Most of these parents had arrived here as pioneers, some never having heard the word transgender or cisgender before, all of them hacking their way through a wilderness of confusion, panic, and shame. As we worked together, they slowly began to understand—and act on—what we’ve found to be three essential elements of healing. First, follow your child’s lead. If your daughter says, “I’m a boy” persistently, you’ve heard the truth. For many parents, understanding this comes as an enormous relief. The endless inner questions—What should I do? Try to change him? Hope she’ll grow out of it? Refuse to talk about it at all?—fall away. The work is acceptance.
Second, there’s no pathology here. Your child isn’t disordered, doesn’t have a disability, doesn’t need treatment for being transgender. However, your child may need therapeutic support for anxiety, depression, or other difficulties that come with the challenges of trying to live outside prescribed pink and blue boxes. As a parent, you may need professional support, too. But there’s no underlying condition to treat. Fundamentally, your child is fine. So are you.
Third, we need each other. Gender-diverse kids and their parents need to belong to a community of folks who truly get who we are, share some of our struggles, and genuinely care for us. By now, “community” as a cultural prescription has become so familiar that it’s in danger of losing its meaning. We need to wake up and hear it freshly. Especially for those who are wrongly made to feel deviant and repugnant for who they are, a validating peer group is more than just a helpful accompaniment to therapy: it’s a first-line, essential element of healing.
As I looked around the circle to see who wanted to speak next, I flashed on a photo of me as a kid, wearing a blanket on my head to pretend I had long hair.
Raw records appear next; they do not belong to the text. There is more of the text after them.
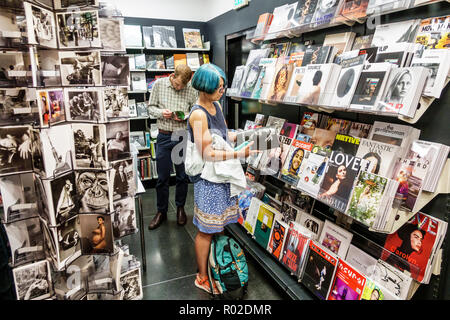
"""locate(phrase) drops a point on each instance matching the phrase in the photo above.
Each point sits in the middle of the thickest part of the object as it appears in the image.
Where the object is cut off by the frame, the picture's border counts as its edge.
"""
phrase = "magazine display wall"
(154, 53)
(348, 211)
(66, 170)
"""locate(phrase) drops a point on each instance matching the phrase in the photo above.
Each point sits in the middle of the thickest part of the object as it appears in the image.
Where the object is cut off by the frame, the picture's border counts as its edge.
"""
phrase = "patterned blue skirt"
(213, 207)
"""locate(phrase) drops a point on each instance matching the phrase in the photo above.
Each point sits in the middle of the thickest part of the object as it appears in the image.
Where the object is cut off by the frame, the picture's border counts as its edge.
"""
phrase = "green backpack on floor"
(227, 268)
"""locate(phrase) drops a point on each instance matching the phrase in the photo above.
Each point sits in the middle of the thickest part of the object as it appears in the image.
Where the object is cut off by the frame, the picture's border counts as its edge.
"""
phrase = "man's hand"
(167, 114)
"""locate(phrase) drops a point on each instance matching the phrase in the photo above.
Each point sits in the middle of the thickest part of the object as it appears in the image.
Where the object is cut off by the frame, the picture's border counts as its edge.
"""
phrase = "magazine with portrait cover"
(33, 281)
(392, 133)
(89, 146)
(438, 62)
(83, 105)
(348, 283)
(41, 25)
(396, 282)
(319, 270)
(277, 238)
(371, 196)
(132, 35)
(111, 34)
(291, 170)
(18, 106)
(362, 42)
(338, 181)
(361, 260)
(403, 92)
(382, 156)
(281, 79)
(164, 36)
(26, 240)
(335, 238)
(295, 248)
(79, 29)
(346, 144)
(348, 79)
(192, 38)
(265, 77)
(416, 243)
(433, 32)
(312, 224)
(371, 85)
(16, 154)
(80, 68)
(312, 172)
(264, 224)
(396, 32)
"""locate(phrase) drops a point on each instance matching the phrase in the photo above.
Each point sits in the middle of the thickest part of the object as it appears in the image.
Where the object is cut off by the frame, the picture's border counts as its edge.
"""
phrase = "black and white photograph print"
(115, 103)
(83, 105)
(118, 140)
(80, 68)
(123, 179)
(124, 217)
(132, 285)
(41, 27)
(33, 281)
(164, 37)
(93, 188)
(115, 71)
(18, 106)
(69, 240)
(57, 140)
(15, 149)
(18, 196)
(90, 146)
(26, 240)
(111, 34)
(96, 233)
(65, 198)
(78, 29)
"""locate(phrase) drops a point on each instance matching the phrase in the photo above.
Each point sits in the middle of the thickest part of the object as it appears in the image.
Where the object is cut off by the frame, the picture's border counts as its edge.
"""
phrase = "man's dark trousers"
(164, 147)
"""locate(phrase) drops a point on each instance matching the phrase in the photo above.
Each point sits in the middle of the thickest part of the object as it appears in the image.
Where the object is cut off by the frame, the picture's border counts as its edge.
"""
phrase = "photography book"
(403, 91)
(371, 86)
(295, 248)
(438, 62)
(348, 283)
(338, 181)
(319, 270)
(277, 238)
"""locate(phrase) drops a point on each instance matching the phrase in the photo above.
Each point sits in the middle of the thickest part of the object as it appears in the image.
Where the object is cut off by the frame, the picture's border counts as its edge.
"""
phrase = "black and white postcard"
(18, 196)
(115, 71)
(111, 33)
(78, 29)
(118, 140)
(26, 240)
(124, 217)
(115, 103)
(83, 105)
(90, 146)
(96, 231)
(15, 149)
(80, 68)
(122, 176)
(57, 140)
(41, 27)
(33, 281)
(18, 106)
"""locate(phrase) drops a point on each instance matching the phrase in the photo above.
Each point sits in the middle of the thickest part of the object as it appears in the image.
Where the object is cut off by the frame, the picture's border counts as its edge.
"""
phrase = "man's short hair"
(184, 72)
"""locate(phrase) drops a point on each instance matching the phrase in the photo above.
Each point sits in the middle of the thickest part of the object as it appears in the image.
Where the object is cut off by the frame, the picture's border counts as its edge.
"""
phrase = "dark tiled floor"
(170, 253)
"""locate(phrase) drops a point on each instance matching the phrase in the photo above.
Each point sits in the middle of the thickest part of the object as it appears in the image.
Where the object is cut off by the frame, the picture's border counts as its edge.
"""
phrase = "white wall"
(189, 10)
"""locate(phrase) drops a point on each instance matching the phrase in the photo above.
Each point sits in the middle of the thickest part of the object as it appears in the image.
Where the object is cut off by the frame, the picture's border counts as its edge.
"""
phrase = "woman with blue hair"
(214, 207)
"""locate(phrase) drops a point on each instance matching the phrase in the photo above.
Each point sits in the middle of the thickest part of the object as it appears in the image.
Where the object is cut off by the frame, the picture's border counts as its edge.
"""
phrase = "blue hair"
(207, 78)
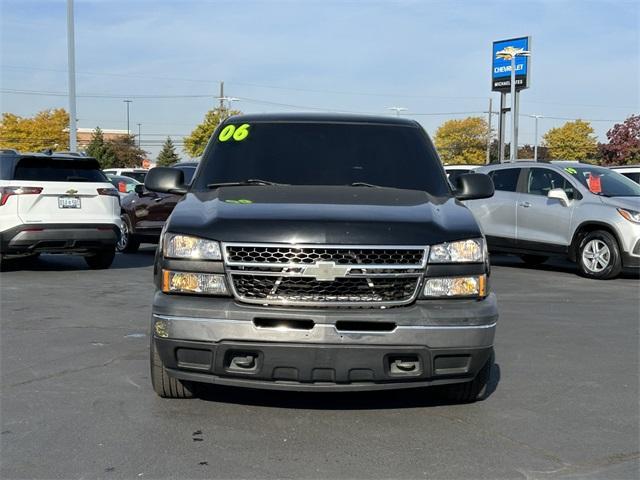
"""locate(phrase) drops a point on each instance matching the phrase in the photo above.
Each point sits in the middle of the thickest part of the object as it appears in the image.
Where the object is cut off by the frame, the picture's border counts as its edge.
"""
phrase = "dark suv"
(321, 252)
(144, 212)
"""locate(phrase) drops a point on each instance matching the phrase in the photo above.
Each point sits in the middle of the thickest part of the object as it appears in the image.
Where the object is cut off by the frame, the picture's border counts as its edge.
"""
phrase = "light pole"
(397, 110)
(535, 144)
(128, 102)
(511, 53)
(71, 56)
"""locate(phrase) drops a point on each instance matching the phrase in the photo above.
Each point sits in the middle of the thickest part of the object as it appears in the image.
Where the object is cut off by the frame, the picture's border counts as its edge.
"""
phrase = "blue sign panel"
(501, 69)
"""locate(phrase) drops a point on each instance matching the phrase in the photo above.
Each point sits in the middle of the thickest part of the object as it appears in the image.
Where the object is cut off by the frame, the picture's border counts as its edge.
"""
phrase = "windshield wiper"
(250, 181)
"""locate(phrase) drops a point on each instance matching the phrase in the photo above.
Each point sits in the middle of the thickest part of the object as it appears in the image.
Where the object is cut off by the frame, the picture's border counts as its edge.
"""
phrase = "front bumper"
(215, 340)
(58, 238)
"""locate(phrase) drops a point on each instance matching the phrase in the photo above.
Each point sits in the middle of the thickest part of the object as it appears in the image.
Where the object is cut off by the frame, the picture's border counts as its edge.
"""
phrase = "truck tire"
(533, 259)
(101, 259)
(599, 256)
(164, 385)
(469, 392)
(128, 242)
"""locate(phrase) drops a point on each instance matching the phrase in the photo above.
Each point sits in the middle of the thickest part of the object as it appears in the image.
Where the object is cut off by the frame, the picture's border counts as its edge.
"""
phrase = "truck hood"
(322, 215)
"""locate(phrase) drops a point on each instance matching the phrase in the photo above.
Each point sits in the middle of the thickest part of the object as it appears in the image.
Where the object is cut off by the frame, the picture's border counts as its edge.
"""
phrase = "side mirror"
(473, 186)
(165, 180)
(559, 194)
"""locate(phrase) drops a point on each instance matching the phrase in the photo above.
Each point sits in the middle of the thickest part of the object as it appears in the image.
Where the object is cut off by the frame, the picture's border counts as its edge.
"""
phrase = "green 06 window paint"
(237, 133)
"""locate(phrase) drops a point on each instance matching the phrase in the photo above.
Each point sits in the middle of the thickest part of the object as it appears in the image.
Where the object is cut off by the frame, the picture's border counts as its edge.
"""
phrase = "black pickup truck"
(321, 252)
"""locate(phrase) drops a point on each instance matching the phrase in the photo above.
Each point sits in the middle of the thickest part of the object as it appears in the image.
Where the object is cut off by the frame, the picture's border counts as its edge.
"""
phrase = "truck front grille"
(324, 276)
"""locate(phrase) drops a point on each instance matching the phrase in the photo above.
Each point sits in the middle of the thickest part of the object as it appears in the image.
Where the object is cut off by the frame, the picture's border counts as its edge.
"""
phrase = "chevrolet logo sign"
(325, 271)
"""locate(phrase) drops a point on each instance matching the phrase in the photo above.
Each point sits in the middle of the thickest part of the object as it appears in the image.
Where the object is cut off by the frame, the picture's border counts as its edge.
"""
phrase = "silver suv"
(589, 214)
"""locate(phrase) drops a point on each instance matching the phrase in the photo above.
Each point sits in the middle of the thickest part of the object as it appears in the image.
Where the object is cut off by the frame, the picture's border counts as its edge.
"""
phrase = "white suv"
(57, 203)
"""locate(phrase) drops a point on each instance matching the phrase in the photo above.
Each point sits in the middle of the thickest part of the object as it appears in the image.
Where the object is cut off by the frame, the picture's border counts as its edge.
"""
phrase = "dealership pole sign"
(501, 67)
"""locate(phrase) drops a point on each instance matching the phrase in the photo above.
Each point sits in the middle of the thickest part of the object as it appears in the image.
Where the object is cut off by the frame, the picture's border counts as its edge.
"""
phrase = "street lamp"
(510, 53)
(397, 110)
(127, 102)
(535, 145)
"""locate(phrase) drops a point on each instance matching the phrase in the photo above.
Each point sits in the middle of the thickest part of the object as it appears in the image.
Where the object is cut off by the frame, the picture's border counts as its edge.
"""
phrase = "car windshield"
(307, 153)
(58, 170)
(605, 182)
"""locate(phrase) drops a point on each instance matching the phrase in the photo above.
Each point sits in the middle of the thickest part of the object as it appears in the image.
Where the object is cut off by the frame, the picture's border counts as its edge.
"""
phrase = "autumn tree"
(463, 141)
(167, 155)
(195, 143)
(572, 141)
(98, 149)
(46, 130)
(624, 143)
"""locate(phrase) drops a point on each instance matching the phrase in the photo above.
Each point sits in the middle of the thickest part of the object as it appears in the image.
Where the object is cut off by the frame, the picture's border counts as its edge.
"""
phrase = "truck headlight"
(463, 251)
(193, 248)
(630, 215)
(446, 287)
(195, 283)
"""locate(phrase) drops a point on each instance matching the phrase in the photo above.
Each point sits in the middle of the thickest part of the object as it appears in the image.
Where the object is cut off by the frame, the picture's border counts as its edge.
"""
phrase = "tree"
(624, 143)
(463, 141)
(125, 152)
(572, 141)
(167, 155)
(99, 150)
(46, 129)
(196, 142)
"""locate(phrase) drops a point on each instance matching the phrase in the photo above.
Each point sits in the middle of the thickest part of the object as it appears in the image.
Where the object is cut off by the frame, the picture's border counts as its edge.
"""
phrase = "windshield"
(306, 153)
(605, 182)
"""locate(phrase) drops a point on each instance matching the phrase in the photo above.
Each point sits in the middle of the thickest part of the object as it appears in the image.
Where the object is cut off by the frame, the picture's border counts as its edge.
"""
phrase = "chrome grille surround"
(338, 276)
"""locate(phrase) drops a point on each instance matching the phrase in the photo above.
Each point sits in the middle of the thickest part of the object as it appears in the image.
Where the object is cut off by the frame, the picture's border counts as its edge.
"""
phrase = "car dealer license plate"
(68, 202)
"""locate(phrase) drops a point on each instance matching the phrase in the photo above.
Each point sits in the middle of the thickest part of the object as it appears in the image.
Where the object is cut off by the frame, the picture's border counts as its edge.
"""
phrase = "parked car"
(57, 204)
(629, 171)
(144, 212)
(135, 173)
(321, 252)
(586, 213)
(124, 185)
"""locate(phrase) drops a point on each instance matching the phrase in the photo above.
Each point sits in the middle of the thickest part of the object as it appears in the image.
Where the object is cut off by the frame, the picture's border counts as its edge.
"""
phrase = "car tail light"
(6, 192)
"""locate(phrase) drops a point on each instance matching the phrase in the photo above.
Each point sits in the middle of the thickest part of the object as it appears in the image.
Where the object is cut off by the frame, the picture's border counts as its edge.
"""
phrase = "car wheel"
(101, 259)
(164, 385)
(469, 392)
(599, 256)
(533, 259)
(128, 243)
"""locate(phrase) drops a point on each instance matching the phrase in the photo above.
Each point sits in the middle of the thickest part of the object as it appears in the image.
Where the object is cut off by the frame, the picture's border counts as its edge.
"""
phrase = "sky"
(431, 57)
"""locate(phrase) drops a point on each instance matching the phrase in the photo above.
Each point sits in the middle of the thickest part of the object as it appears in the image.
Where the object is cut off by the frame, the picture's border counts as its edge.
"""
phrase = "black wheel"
(101, 259)
(128, 243)
(599, 256)
(533, 259)
(164, 385)
(469, 392)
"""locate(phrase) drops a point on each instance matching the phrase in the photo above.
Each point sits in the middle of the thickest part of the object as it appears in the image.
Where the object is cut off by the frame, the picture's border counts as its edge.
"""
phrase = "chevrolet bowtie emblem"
(325, 271)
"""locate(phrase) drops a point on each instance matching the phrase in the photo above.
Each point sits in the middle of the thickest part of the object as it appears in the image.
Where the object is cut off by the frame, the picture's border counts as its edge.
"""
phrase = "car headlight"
(463, 251)
(446, 287)
(194, 248)
(630, 215)
(195, 283)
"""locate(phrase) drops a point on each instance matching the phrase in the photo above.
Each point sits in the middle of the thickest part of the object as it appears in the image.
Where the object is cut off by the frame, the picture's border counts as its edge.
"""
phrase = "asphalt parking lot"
(76, 399)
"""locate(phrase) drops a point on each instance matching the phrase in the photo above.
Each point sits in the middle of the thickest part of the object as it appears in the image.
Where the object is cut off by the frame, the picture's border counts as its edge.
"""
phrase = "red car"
(144, 213)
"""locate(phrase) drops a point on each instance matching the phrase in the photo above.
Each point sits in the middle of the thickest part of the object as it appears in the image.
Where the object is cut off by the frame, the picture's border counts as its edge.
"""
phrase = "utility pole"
(489, 132)
(128, 102)
(71, 58)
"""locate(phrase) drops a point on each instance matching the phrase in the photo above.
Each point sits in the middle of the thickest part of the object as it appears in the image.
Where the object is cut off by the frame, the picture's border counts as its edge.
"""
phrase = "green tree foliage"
(463, 141)
(572, 141)
(125, 152)
(624, 143)
(47, 129)
(99, 149)
(167, 155)
(196, 142)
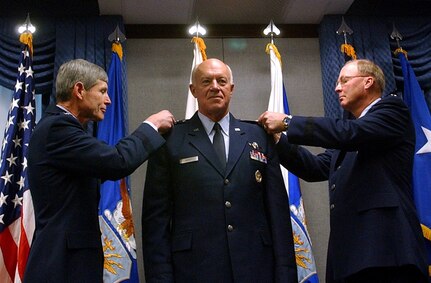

I’m deeply moved by these parents’ devotion and their commitment to becoming their children’s allies so they won’t have to face the challenges that lie ahead on their own. The 5-year-old boy inside me is in awe. He never imagined it possible to feel free to express his forbidden feelings about gender fluidity outside the dark closet of secrecy, let alone be surrounded by a whole tribe of friends and allies. At this moment, I realize that what was once unimaginable is now happening right in front of me.